Изменить размер шрифта - +

– Это называется детерминизм, – говорю я ей. – Это преследует меня во сне.

– Почему? – заинтригованно спрашивает Клэр.

– Ну, если ты  чувствуешь себя загнанной в угол, потому что считаешь, что твое будущее неизменно, представь себе, что чувствую я.  Я постоянно сталкиваюсь с ситуациями, которые не могу изменить, хотя я нахожусь прямо в них, просто смотрю.

– Но, Генри, ты ведь изменяешь вещи! В смысле, ты же написал на листке, который я тебе отдам в девяносто первом году, о том ребенке с синдромом Дауна. И список встреч. Если бы у меня не было этого списка, я бы никогда не знала, когда приходить к тебе. Ты все время что‑то меняешь.

– Я могу заставить работать только те вещи, которые уже случились. Например, я не могу изменить того факта, что ты сейчас сняла туфли, – улыбаюсь я.

– Но почему, – смеется Клэр, – тебя так волнует, сняла я их или нет?

– Не волнует. Но если бы и волновало, это неизменный факт истории вселенной, и я ничего не могу с этим поделать.

Я беру еще один пончик – «Бисмарк», мои любимые; глазурь немного подтаяла на солнце и липнет к пальцам.

Клэр доедает пончик, закатывает штанины джинсов и садится по‑турецки. Она чешет шею и раздраженно смотрит на меня.

– Теперь ты заставляешь меня думать обо всем. Я чувствую, что каждый раз, когда высмаркиваюсь, совершаю историческое деяние.

– Ну, это так и есть.

– А какая противоположность у детерминизма? – спрашивает она.

– Хаос.

– О. Не думаю, что мне это понравится. А тебе он нравится?

Я откусываю большой кусок пончика и размышляю о хаосе.

– Ну, и да и нет. Хаос дает полную свободу. Но смысла в нем нет. Я хочу иметь свободу действий, но я также хочу, чтобы мои действия имели смысл.

– Но, Генри, ты забываешь о Боге – почему не может быть Бога, который придает вещам смысл? – Говоря это, Клэр убедительно хмурится и смотрит в долину.

Я кидаю последний пончик в рот и медленно жую, чтобы выиграть время. Каждый раз, когда Клэр упоминает Бога, у меня начинают потеть ладони и появляется настойчивое желание спрятаться, убежать или исчезнуть.

– Не знаю, Клэр. Для меня вещи выглядят слишком хаотичными и бессмысленными, чтобы ими управлял Бог.

Клэр обхватывает колени руками.

– Но ты только что сказал, что все кажется спланированным и продуманным.

– Да уж, – говорю я, хватаю Клэр за лодыжки, притягиваю ее ступни себе на колени и держу.

Она смеется и откидывается на локтях. Я чувствую холод ступней Клэр в своих руках; они розовые и очень чистые.

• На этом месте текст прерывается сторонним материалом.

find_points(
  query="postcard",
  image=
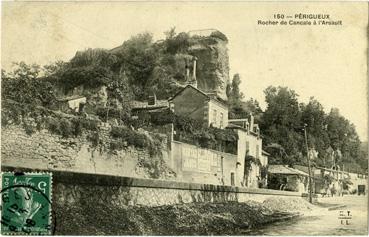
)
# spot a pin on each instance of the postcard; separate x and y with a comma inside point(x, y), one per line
point(184, 118)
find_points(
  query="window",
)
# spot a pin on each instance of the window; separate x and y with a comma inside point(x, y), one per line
point(215, 116)
point(232, 179)
point(221, 120)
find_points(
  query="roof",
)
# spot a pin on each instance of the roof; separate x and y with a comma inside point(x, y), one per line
point(210, 96)
point(283, 169)
point(142, 105)
point(68, 98)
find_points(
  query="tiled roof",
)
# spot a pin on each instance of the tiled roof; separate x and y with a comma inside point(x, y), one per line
point(283, 169)
point(145, 105)
point(68, 98)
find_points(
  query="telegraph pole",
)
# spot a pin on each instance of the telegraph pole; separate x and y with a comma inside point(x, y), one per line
point(309, 168)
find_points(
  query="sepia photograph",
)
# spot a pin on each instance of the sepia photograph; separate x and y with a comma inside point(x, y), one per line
point(178, 118)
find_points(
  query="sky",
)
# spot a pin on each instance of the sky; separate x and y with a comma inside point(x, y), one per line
point(326, 62)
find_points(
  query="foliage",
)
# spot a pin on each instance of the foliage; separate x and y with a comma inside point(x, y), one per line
point(90, 76)
point(249, 160)
point(24, 85)
point(127, 137)
point(238, 108)
point(328, 179)
point(283, 123)
point(263, 171)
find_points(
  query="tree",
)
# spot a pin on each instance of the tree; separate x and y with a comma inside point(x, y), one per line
point(314, 117)
point(138, 57)
point(25, 86)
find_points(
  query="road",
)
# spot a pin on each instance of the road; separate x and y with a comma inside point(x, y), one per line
point(324, 222)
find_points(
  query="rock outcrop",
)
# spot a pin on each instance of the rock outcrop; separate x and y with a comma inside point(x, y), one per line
point(210, 49)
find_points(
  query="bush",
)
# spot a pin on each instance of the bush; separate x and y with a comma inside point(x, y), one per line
point(126, 137)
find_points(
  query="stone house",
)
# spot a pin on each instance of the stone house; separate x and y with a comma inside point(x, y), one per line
point(282, 177)
point(71, 103)
point(204, 107)
point(250, 156)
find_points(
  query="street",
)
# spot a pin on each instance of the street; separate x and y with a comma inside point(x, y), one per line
point(348, 220)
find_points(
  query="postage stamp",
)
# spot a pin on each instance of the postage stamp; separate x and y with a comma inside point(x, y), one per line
point(26, 203)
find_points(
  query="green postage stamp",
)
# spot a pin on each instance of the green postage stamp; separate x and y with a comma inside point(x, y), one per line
point(26, 203)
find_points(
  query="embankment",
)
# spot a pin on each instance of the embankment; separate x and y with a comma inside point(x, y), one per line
point(112, 205)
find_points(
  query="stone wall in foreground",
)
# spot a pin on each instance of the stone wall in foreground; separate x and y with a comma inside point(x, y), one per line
point(73, 188)
point(47, 151)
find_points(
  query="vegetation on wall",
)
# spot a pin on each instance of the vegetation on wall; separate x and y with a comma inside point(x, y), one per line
point(124, 137)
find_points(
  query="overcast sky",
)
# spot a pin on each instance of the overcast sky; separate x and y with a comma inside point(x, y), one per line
point(327, 62)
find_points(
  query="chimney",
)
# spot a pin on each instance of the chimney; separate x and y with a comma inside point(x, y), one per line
point(152, 100)
point(194, 80)
point(251, 122)
point(194, 68)
point(187, 70)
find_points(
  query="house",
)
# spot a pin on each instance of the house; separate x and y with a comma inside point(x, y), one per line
point(152, 105)
point(74, 103)
point(282, 177)
point(204, 107)
point(250, 157)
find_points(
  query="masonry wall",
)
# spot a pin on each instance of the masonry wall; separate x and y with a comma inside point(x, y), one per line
point(191, 103)
point(199, 165)
point(43, 150)
point(73, 188)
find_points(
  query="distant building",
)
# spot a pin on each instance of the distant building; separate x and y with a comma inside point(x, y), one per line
point(282, 177)
point(71, 103)
point(201, 106)
point(249, 148)
point(152, 105)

– Хорошо,– говорю я.– Давай посмотрим. Выбор, над которым мы работаем, это вселенная, где прошлое, настоящее и будущее одновременно сосуществуют и все уже случилось; хаос – где все может случиться и ничего нельзя предсказать, потому что мы не можем продумать все варианты; и христианская вселенная, в которой Бог все сделал и все имеет смысл, но у нас все же есть собственный выбор. Так?

– Думаю, да. – Клэр шевелит пальцами ног в моих руках.

– И за что голосуешь?

Клэр молчит. Ее прагматизм и романтические чувства по отношению к Христу и Марии в тринадцать лет почти идеально сбалансированы. Год назад она бы без колебаний выбрала Бога. Через десять лет она будет за детерминизм, а еще через десять лет она будет считать, что вселенная – это случайность, что если Бог существует, Он не слышит наших молитв, что причина и следствие неизбежны и грубы, но бессмысленны. А что потом? Я не знаю. Но прямо сейчас Клэр сидит передо мной на пороге юности с верой в одной руке и растущим скептицизмом в другой, и единственное, что она может попытаться сделать, – это жонглировать ими или стискивать их, пока они не сольются воедино.